I had to give a 10 minute talk yesterday in front of the faculty and cohort of my department on my art practice (Do I have an art practice? I guess I do). What seemed like a simple task went south on me kind of quickly as I raced through topics trying to stay within the time limit. Probably no one really cared but me, but all last night I found myself thinking “Why did I say that? Why didn’t I say that?”

One topic specifically that I didn’t really explain, even though I had the opportunity, was the idea of critical retrocomputing- a phrase that Rachel Simone Weil coined that I find useful. I mentioned a talk she gave at MagFest on modding, hacking and homebrew, and the idea that unexamined nostalgia is problematic, but I didn’t really talk about what that phrase means as a practice. For Rachel it means really considering the history of the hardware you are creating for and not just exploiting it as a discrete aesthetic.
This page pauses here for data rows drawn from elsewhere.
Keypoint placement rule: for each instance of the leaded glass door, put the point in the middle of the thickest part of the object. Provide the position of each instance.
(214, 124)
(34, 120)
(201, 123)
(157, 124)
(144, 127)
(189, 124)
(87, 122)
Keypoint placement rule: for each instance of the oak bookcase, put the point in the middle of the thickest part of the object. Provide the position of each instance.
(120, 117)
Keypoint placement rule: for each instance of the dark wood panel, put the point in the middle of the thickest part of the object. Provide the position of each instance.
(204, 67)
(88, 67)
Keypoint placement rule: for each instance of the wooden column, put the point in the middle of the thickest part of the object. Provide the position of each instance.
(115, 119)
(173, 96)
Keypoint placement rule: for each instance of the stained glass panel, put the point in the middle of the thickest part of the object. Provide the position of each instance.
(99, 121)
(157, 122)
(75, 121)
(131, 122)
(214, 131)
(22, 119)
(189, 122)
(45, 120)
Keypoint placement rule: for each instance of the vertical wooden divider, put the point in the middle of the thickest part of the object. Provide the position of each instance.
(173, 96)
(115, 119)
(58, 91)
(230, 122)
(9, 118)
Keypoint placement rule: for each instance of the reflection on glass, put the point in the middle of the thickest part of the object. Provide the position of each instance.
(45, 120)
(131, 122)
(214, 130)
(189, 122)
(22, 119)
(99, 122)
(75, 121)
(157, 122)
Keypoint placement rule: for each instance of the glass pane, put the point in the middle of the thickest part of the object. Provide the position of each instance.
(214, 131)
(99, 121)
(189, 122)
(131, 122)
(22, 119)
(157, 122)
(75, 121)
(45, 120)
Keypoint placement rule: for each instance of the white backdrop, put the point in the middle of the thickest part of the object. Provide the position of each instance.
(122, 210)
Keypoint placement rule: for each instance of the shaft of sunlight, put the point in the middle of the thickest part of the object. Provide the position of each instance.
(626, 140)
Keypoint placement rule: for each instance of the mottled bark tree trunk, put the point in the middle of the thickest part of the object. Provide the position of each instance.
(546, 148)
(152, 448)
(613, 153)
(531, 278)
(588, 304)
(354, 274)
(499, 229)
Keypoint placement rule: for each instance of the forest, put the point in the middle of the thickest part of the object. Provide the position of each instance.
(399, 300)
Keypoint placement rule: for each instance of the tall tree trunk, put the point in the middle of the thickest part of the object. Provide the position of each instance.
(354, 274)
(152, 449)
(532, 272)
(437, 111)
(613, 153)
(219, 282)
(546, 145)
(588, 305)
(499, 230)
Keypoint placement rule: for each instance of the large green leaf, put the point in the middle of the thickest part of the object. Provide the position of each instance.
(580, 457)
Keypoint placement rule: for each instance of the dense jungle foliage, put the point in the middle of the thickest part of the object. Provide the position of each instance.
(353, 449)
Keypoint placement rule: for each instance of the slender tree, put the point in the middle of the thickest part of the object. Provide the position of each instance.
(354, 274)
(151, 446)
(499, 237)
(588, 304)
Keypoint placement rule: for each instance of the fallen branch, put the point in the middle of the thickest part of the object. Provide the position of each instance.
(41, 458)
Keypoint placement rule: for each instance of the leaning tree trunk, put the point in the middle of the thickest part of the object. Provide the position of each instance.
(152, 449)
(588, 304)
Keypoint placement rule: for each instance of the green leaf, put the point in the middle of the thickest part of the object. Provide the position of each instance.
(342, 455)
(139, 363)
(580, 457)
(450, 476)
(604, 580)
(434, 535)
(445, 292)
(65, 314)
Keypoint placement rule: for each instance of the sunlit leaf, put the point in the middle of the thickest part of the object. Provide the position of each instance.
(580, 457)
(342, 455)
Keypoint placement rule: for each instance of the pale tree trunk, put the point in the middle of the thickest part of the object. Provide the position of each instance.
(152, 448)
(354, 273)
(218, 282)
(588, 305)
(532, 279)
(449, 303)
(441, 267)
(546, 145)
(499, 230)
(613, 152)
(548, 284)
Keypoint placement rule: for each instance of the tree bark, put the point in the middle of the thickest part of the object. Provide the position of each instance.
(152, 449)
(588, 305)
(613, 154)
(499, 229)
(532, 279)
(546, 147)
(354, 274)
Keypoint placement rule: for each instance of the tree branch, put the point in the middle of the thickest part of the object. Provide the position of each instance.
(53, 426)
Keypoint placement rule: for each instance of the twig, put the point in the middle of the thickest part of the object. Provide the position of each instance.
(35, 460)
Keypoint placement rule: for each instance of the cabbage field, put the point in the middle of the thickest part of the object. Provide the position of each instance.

Rachel and I worked together on some projects using early Macintoshes as a place to create what-if alternate histories, and that has kind of lingered with me in a couple of other experiments, like Obelisk and my Deja-Vu inspired comic. For Rachel, critical retrocomputing often means creating a language of possibility or exploring counter-histories in a heavily gendered area that she once felt excluded from. For me it also means leveraging powerful feelings I had about technology as a young person (which I also felt excluded from by class) and contrasting it with where those technologies have ended up. I can also imagine projects of possibility (that are actually even fun to play), but those usually end up in the “still too ambitious” pile in my list of projects. The next project I am thinking about lies somewhere in-between.